Databricks Community

FedeRaimondi · ‎07-31-2025

I am receiving a weird error when trying to log an xgboost model using feature engineering api.

I was able to log the model correctly with classic mlflow.xgboost.log_model() without any issues but when I switched to feature store recommended approach I am not able to correctly log it.

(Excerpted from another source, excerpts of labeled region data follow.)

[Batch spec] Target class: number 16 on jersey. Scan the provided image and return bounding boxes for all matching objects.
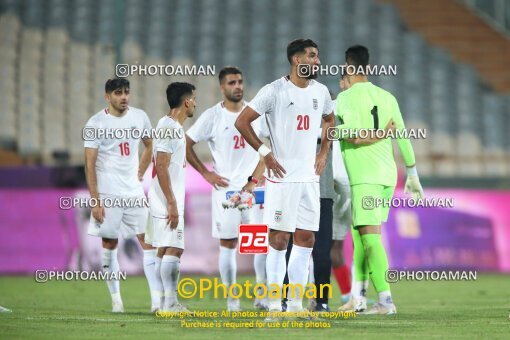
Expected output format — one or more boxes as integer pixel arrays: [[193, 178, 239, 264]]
[[238, 224, 269, 254]]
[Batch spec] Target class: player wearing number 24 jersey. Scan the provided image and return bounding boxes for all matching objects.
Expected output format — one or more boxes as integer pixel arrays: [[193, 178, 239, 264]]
[[186, 66, 260, 311]]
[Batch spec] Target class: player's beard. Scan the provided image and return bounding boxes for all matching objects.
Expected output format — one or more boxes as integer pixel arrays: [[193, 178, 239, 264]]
[[225, 91, 244, 103], [112, 102, 129, 113]]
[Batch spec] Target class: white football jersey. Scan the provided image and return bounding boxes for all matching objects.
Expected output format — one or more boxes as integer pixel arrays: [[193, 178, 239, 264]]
[[186, 102, 260, 190], [149, 116, 186, 218], [84, 107, 152, 197], [249, 76, 334, 182]]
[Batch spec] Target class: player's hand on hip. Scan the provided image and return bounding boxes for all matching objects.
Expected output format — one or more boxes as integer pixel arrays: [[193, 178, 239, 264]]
[[204, 171, 228, 189], [92, 204, 105, 223], [404, 176, 425, 199], [264, 152, 287, 178], [315, 153, 328, 176], [167, 201, 179, 230]]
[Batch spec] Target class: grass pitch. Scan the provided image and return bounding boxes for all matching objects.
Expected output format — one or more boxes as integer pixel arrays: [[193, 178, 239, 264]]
[[0, 274, 510, 339]]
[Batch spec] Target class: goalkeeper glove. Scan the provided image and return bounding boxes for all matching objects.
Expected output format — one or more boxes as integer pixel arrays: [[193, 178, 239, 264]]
[[404, 166, 425, 199]]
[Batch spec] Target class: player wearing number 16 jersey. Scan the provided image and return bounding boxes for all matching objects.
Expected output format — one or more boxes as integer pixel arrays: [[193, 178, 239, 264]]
[[236, 39, 335, 321]]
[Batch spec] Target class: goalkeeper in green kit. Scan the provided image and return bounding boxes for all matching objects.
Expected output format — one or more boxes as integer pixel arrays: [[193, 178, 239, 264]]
[[336, 45, 423, 315]]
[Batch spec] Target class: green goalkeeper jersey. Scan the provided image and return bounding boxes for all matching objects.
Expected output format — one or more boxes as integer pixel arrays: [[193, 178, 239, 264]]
[[336, 82, 415, 186]]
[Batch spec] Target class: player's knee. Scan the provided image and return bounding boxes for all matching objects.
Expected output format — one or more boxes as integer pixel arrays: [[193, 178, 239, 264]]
[[220, 238, 237, 249], [136, 234, 155, 250], [294, 229, 315, 248], [269, 231, 289, 250], [103, 237, 119, 250]]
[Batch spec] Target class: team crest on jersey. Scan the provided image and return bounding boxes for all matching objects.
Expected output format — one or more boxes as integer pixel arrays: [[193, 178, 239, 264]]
[[274, 210, 282, 222]]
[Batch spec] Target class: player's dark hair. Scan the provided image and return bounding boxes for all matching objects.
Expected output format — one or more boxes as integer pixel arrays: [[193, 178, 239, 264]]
[[104, 78, 129, 93], [345, 45, 370, 69], [287, 39, 319, 64], [166, 82, 195, 109], [218, 66, 243, 84]]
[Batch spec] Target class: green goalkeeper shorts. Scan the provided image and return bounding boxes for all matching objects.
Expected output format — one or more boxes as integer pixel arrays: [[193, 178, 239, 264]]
[[351, 184, 395, 228]]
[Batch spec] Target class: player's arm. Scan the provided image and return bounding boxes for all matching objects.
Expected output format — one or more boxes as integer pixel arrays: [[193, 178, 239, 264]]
[[138, 138, 152, 182], [156, 151, 179, 229], [85, 148, 105, 223], [393, 98, 425, 199], [242, 157, 266, 192], [235, 107, 286, 178], [315, 112, 335, 176], [186, 135, 228, 188]]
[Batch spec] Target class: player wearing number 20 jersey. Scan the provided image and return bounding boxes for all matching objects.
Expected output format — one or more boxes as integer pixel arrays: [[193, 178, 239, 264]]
[[249, 76, 333, 232], [236, 39, 334, 314]]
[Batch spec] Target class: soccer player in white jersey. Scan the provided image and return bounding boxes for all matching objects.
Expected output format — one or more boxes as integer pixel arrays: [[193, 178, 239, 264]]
[[149, 82, 196, 312], [84, 78, 156, 313], [236, 39, 335, 321], [186, 66, 260, 311]]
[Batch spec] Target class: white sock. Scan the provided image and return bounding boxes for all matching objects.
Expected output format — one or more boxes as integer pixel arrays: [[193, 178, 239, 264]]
[[287, 244, 313, 312], [143, 249, 163, 306], [218, 246, 237, 300], [266, 246, 287, 311], [351, 280, 368, 300], [308, 257, 315, 283], [161, 255, 180, 310], [102, 248, 120, 300], [379, 290, 393, 306], [253, 254, 267, 283]]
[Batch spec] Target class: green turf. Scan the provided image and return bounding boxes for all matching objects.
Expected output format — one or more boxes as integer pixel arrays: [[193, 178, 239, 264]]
[[0, 274, 510, 340]]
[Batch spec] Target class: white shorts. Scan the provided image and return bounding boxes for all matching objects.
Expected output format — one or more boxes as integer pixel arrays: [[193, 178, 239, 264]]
[[152, 216, 184, 249], [143, 213, 154, 245], [211, 190, 253, 240], [251, 204, 264, 224], [87, 195, 149, 239], [333, 183, 352, 241], [264, 181, 321, 233]]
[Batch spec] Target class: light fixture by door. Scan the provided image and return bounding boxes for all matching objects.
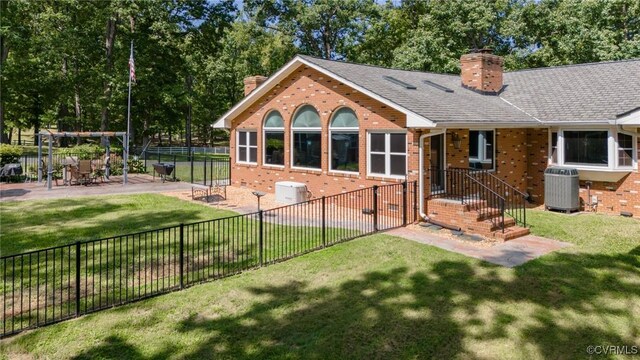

This is the error I get, quite weird since I am not passing any code_path argument:

TypeError: log_model() got an unexpected keyword argument 'code_path'

I am using:

- Runtime: 15.4.x-cpu-ml-scala2.12

- mlflow: '3.1.4'

- databricks-feature-store: '0.17.0'

- xgboost: '3.0.2'

Here below is the code (I believe I'm following all the right steps per documentation) :

mlflow.set_tracking_uri("databricks")
mlflow.set_registry_uri("databricks-uc")

# Read feature store from Unity Catalog
feature_store_name = "catalog.schema.name"
fe = FeatureEngineeringClient()
df_spark = fe.read_table(name=feature_store_name)

seed = 42
target = 'y'
features = ["list of features to use"]
columns_to_keep = ['CustomerID', target]
df_spark = df_spark.select(columns_to_keep)

# Create feature lookup
feature_lookups = [
    FeatureLookup(
      table_name=feature_store_name,
      feature_names=features,
      lookup_key=['CustomerID']
    )
  ]

# Create a training set
training_set = fe.create_training_set(df=df_spark, 
                                      feature_lookups=feature_lookups, 
                                      label=target,
                                      exclude_columns=['CustomerID'])

# Loading the training df
training_df = training_set.load_df()

# Split the data into training and test sets
training_df, test_df = training_df.randomSplit([0.8, 0.2], seed=seed)
training_df = training_df.toPandas()
test_df = test_df.toPandas()

with mlflow.start_run() as run:
    
    xgb_clf = XGBClassifier(colsample_bytree=0.05,
                            max_depth=3,
                            max_leaves=20,
                            eta=0.1,
                            n_estimators=10,
                            seed=seed)

    xgb_clf_model = xgb_clf.fit(training_df[features], training_df[target])

    # prediction
    train_pred = xgb_clf_model.predict_proba(training_df[features])[:, 1]
    test_pred = xgb_clf_model.predict_proba(test_df[features])[:, 1]

    # score
    auc_train = roc_auc_score(training_df[target], train_pred)
    auc_test = roc_auc_score(test_df[target], test_pred)

    # Log model
    fe.log_model(
        model=xgb_clf_model.get_booster(),
        artifact_path="model",
        flavor=mlflow.xgboost,
        training_set=training_set
        )

FedeRaimondi · ‎08-04-2025

There is a typo in the libraries versions: I was using databricks-feature-engineering version 0.13, by downgrading to databricks-feature-engineering==0.12.1 (current stable version as of today: 4th August 2025) the code above functions as expected.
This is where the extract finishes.